Recently a very interesting result
$\int_0^1\frac{\ln(1-x)}{1+x^2}\mathrm{d}x+\int_0^1\frac{\arctan x}{x(1+x)}\mathrm{d}x=0$
has been proved in a more than elegant way. See Show that $\int_0^1\frac{\ln(1-x)}{1+x^2}\mathrm{d}x+\int_0^1\frac{\arctan x}{x(1+x)}\mathrm{d}x=0$
Here we find the value of the integral
$I=\int_{0}^1 \frac{\log(1-x)}{1+x^2} dx$
Let $x=\tan t$, then
$I=\int_{0}^{\pi/4} \log(1-\tan t) dt.$
By IVth property, we get
$I=\int_0^{\pi/4} \log (1-\tan(\pi/4-t)) dt=\int_{0}^{\pi/4} \log \left( 1-\frac{1-\tan x}{1+\tan x}\right) dt=\int_{0}^{\pi/4} \log (2 \tan x)~dx-\int_{0}^{\pi/4}\log(1+\tan x)dx=\frac{\pi}{4} \log 2+J-K.$
$J=\int_{0}^{\pi/4} \log \tan x ~dx=-C,$ see Definite integral $\int_0^{\pi/4}\log\left(\tan{x}\right)\ dx$
Let us work for $K=\int_{0}^{\pi/4} \log(1+\tan x) dx$, by IV property, again we get
$K=\int_0^{\pi/4} \log (1+\tan(\pi/4-t)) dt=\int_{0}^{\pi/4} \log \left( 1+\frac{1-\tan x}{1+\tan x}\right) dt=\int_{0}^{\pi/4} \log 2~ dx-K \implies K=\frac{\pi}{8} \log 2.$
Finally, we get $I=\frac{\pi}{8}\log 2-C,$ where $C$ is the Catalan constant.

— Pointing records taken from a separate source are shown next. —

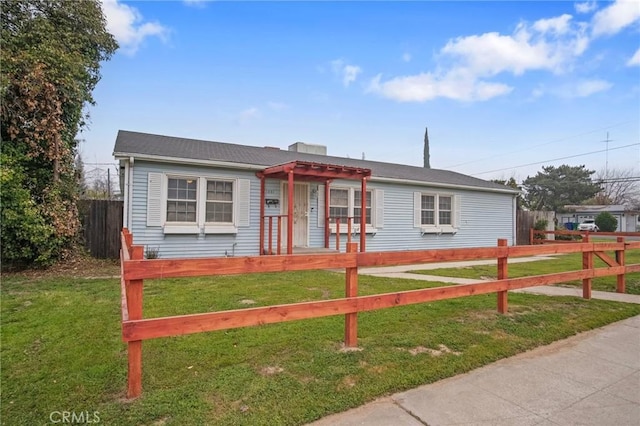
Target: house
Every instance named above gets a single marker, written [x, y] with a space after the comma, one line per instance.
[194, 198]
[627, 217]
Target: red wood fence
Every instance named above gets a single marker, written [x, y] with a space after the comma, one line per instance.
[135, 269]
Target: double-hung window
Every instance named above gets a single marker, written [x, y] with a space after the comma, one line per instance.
[197, 204]
[435, 213]
[345, 203]
[182, 200]
[357, 207]
[219, 207]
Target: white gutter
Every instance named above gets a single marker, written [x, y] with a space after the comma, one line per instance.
[258, 167]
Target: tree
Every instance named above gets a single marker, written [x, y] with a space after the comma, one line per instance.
[619, 186]
[606, 222]
[555, 187]
[51, 53]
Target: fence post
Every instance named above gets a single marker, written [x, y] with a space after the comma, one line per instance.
[134, 348]
[620, 282]
[351, 290]
[503, 273]
[587, 263]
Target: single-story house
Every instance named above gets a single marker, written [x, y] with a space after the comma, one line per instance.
[627, 217]
[195, 198]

What could be other interesting ways of finding $I$?
Best Answer
Perhaps a cleaner way is to consider the integral $$ \int_1^\infty \frac{\ln(u-1)}{1+u^2}du. $$ First, perform the substitution $u\rightarrow (u+1)/(u-1) = 1 + 2/(u-1)$ to get $$ \int_1^\infty \frac{\ln(u-1)}{1+u^2}du = \int_1^\infty \frac{\ln\left(\frac{2}{u-1}\right)}{1+u^2}du = \frac{\pi}{4}\ln2 -\int_1^\infty \frac{\ln(u-1)}{1+u^2}\Longrightarrow \int_0^1\frac{\ln(u-1)}{1+u^2} = \frac{\pi}{8}\ln 2. $$ Now use the substitution $u\rightarrow x^{-1}$ to get $$ \int_1^\infty \frac{\ln(u-1)}{1+u^2}du = \int_0^1\frac{\ln(x^{-1}-1)}{1+x^2}dx = \int_0^1\frac{\ln(1-x)}{1+x^2}dx -\int_0^1\frac{\ln x}{1+x^2}dx = \frac{\pi}{8}\ln 2. $$ Rearranging gives us an expression for the original integral: $$ \int_0^1\frac{\ln(1-x)}{1+x^2}dx = \frac{\pi}{8}\ln 2 + \int_0^1\frac{\ln x}{1+x^2}dx = \frac{\pi}{8}\ln 2 - C, $$ where $\int_0^1\ln(x)/(1+x^2)dx = -C$ is apparently a well-known integral.